A smooth sphere falls vertically and strikes a fixed smooth plane inclined at an angle of ∅ to the horizontal.If the coefficient of restitution is (2/3) and the sphere rebounds horizontally,
Its speed before impact is u and after impact v
calculate the fraction of kinetic energy lost during impact.
The Attempt at a Solution
Diagram of the question is attached to this post.

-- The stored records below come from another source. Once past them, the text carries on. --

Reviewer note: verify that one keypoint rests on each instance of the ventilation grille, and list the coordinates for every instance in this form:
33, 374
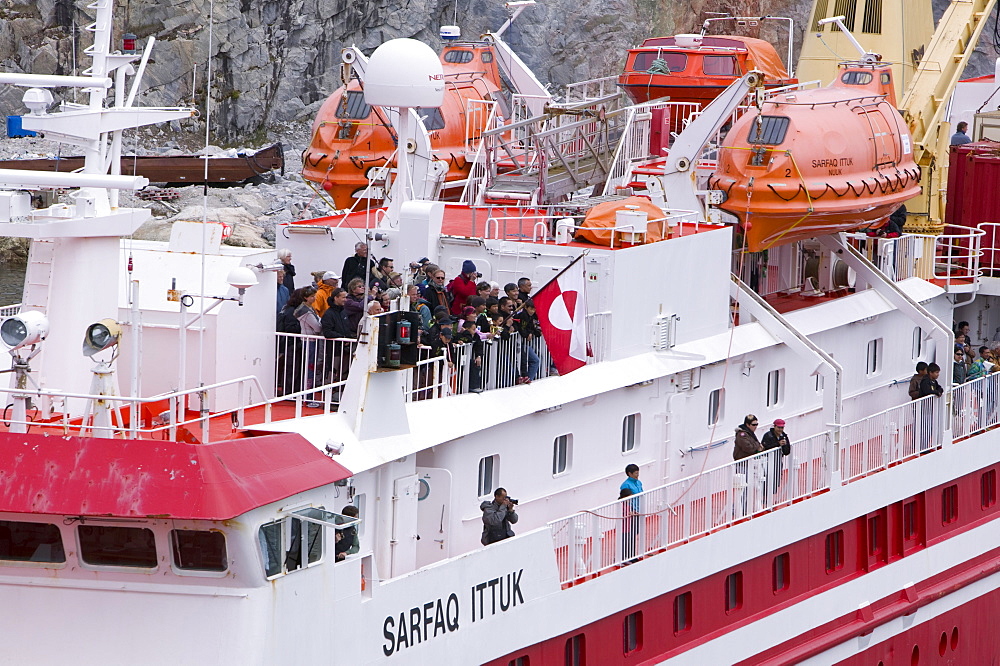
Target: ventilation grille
665, 334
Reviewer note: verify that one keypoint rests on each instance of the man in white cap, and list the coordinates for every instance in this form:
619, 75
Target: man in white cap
776, 438
327, 284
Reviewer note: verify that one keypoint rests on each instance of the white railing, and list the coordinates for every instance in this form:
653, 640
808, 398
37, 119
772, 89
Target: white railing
957, 258
592, 89
953, 259
311, 368
890, 437
975, 406
613, 535
159, 416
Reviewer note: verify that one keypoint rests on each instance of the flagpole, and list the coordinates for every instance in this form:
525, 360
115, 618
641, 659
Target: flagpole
557, 276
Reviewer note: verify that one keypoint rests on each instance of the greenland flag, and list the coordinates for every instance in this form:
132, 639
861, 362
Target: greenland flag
562, 314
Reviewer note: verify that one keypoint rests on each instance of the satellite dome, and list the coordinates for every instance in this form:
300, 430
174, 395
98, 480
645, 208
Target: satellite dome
404, 72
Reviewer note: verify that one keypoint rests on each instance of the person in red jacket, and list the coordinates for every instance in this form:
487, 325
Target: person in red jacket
463, 287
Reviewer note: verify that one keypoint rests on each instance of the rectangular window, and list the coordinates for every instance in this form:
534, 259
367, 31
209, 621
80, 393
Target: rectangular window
675, 62
821, 8
834, 551
562, 452
734, 591
949, 505
576, 651
874, 540
283, 542
488, 470
988, 488
780, 573
199, 550
30, 542
873, 357
769, 132
775, 387
716, 401
719, 66
847, 9
682, 612
909, 520
633, 632
630, 433
353, 106
113, 546
432, 117
872, 21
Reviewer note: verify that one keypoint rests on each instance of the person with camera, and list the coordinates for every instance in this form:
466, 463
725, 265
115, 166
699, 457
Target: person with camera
463, 287
498, 516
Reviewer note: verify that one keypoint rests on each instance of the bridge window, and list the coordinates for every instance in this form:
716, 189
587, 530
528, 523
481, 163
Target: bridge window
283, 542
854, 78
199, 550
113, 546
770, 131
819, 13
872, 21
847, 9
459, 56
675, 62
433, 119
630, 433
353, 106
576, 651
682, 612
562, 454
489, 469
633, 632
30, 542
720, 66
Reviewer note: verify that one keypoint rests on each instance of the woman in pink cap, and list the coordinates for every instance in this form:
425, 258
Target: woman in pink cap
776, 438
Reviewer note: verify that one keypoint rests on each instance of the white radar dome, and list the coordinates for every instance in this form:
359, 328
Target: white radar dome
406, 73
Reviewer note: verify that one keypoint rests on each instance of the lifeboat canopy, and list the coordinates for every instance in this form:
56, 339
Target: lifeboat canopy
813, 162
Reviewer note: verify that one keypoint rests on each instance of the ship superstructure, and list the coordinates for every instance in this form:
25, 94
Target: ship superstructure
198, 512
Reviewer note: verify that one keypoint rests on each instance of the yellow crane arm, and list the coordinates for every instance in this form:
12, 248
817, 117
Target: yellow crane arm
926, 99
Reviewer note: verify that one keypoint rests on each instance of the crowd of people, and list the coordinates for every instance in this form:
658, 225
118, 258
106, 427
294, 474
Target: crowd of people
968, 363
465, 310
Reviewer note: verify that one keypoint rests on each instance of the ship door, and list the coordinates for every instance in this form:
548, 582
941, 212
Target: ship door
433, 514
404, 523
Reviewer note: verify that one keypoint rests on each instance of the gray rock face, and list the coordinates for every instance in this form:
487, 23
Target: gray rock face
275, 61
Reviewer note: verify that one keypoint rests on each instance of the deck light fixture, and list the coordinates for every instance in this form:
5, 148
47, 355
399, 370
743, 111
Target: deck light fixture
23, 330
100, 336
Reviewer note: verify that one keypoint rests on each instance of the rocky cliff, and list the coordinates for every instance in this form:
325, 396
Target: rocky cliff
276, 61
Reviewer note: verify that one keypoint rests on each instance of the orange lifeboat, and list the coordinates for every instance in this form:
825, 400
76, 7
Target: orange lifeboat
696, 68
816, 162
351, 138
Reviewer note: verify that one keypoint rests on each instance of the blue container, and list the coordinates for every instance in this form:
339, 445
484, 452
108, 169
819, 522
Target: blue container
14, 130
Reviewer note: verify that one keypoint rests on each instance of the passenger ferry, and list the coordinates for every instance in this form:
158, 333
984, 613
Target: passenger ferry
163, 501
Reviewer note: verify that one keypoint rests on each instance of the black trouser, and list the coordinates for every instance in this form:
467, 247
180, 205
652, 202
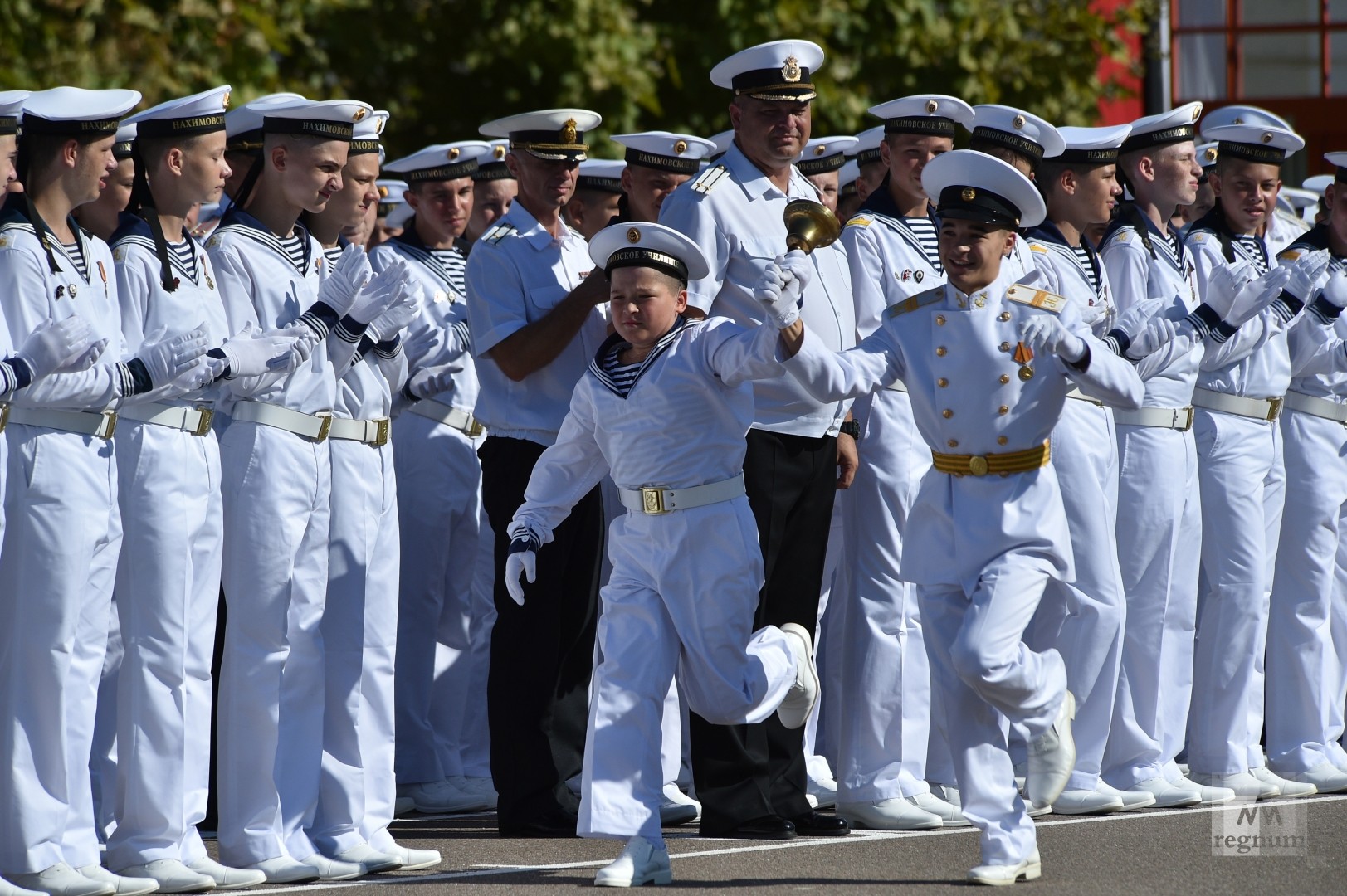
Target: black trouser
749, 771
542, 652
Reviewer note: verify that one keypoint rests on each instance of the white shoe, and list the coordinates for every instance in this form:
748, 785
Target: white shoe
372, 859
171, 876
893, 814
802, 697
414, 859
642, 863
947, 813
1052, 755
1086, 802
1007, 874
283, 869
678, 807
1325, 777
1290, 787
227, 878
62, 880
121, 885
1245, 786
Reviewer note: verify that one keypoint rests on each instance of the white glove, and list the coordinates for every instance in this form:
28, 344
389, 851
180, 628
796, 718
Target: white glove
168, 358
56, 343
349, 275
1046, 334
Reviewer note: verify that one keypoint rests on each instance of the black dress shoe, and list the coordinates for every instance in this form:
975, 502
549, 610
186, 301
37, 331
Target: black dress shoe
821, 825
765, 827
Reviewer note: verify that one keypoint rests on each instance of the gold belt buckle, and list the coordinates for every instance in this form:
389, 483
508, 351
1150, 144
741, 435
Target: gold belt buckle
652, 500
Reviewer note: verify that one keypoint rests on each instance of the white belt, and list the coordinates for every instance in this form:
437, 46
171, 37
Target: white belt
373, 433
189, 419
1316, 407
450, 416
311, 426
1164, 418
656, 499
100, 423
1238, 405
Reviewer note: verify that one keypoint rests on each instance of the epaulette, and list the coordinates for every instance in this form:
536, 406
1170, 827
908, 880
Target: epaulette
1036, 298
499, 232
706, 181
915, 302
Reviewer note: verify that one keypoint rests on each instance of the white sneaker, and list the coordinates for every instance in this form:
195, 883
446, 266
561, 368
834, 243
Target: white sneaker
121, 885
1052, 755
1007, 874
1245, 786
227, 878
1325, 777
171, 876
802, 697
1290, 788
62, 880
893, 814
678, 807
642, 863
372, 859
947, 813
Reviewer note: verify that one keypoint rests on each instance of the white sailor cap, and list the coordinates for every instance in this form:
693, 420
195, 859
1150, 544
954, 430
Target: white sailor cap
977, 186
1176, 125
555, 135
934, 114
329, 119
648, 246
666, 151
242, 125
441, 162
1091, 146
1266, 144
11, 110
1018, 129
866, 147
1241, 114
825, 153
77, 112
776, 71
601, 174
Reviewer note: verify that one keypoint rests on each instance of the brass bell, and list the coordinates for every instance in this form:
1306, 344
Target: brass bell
810, 226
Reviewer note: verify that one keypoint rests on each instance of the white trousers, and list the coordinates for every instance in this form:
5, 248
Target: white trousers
271, 680
441, 671
168, 598
988, 679
1242, 490
884, 701
682, 596
1306, 688
360, 639
1159, 553
56, 569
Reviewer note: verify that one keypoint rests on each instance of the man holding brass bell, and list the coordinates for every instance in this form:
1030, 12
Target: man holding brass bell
752, 777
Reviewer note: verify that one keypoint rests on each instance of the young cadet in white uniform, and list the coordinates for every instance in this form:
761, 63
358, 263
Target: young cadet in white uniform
445, 606
754, 781
534, 326
1306, 648
1245, 373
1085, 619
276, 477
687, 533
64, 531
882, 706
993, 528
171, 504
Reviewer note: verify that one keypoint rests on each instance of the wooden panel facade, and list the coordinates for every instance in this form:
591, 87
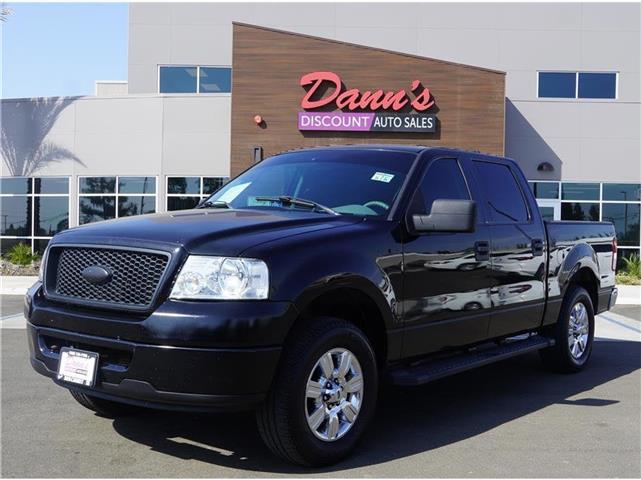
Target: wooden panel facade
268, 65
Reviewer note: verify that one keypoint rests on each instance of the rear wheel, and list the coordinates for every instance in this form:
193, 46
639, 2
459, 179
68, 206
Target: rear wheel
573, 333
324, 394
104, 408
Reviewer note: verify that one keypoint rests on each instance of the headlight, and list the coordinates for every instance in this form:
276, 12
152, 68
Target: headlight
222, 278
41, 269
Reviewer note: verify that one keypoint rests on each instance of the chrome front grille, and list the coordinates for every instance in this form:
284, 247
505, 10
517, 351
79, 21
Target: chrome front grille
135, 278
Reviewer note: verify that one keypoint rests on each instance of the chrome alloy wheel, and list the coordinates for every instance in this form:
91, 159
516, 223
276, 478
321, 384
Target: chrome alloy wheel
334, 394
578, 330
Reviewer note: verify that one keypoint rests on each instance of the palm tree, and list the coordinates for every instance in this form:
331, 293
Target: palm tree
23, 136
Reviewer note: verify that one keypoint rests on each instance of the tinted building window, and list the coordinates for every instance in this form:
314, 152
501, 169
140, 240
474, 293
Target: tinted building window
178, 80
96, 208
135, 205
580, 191
625, 217
50, 215
622, 191
32, 208
51, 185
97, 185
580, 211
597, 85
557, 84
136, 184
211, 184
115, 199
214, 79
15, 185
545, 189
443, 179
505, 200
186, 192
183, 185
182, 203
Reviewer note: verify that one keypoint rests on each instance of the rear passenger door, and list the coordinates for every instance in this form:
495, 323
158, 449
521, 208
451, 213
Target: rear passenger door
446, 281
517, 245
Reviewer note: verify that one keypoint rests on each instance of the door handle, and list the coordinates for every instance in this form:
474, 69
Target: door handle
537, 247
482, 251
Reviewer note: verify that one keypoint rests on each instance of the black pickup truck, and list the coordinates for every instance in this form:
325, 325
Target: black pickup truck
309, 279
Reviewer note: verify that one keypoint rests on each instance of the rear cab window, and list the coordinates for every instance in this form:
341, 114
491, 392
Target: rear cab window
504, 200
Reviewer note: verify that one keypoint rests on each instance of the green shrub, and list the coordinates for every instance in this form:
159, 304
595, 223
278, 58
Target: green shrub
20, 254
632, 265
625, 279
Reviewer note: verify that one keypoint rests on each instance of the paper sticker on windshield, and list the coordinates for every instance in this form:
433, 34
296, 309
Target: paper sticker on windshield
382, 177
233, 192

i = horizontal component vector and j = vertical component vector
Taking the inclined plane as the x axis
v, vcos∅i + vsin∅j ..... alternate angle to inclined angle
u, vcos(90 - ∅ )i - v sin(90 - ∅)j = usin∅i - ucos∅j
the I component remains the same
vcos∅ = usin∅
v = utan∅
vsin∅/(ucos∅) = 2/3 (v/u)tan∅ = 2/3 (utan∅/u)tan∅ =2/3
(tan∅)^2 = 2/3 tan∅ = (√6)/3
v = u(√6)/3
.5mu^2 - .5mv^2 = energy loss
.5mu^2 -.5m(6/9)u^2 = .5mu^2 - m(6/18)u^2 = .5mu^2 - (1/3)mu^2 = (1/6)mu^2
fraction of kinetic energy lost is 1/6
my book says the answer is 1/3 but I got 1/6. Any help would be appreciated.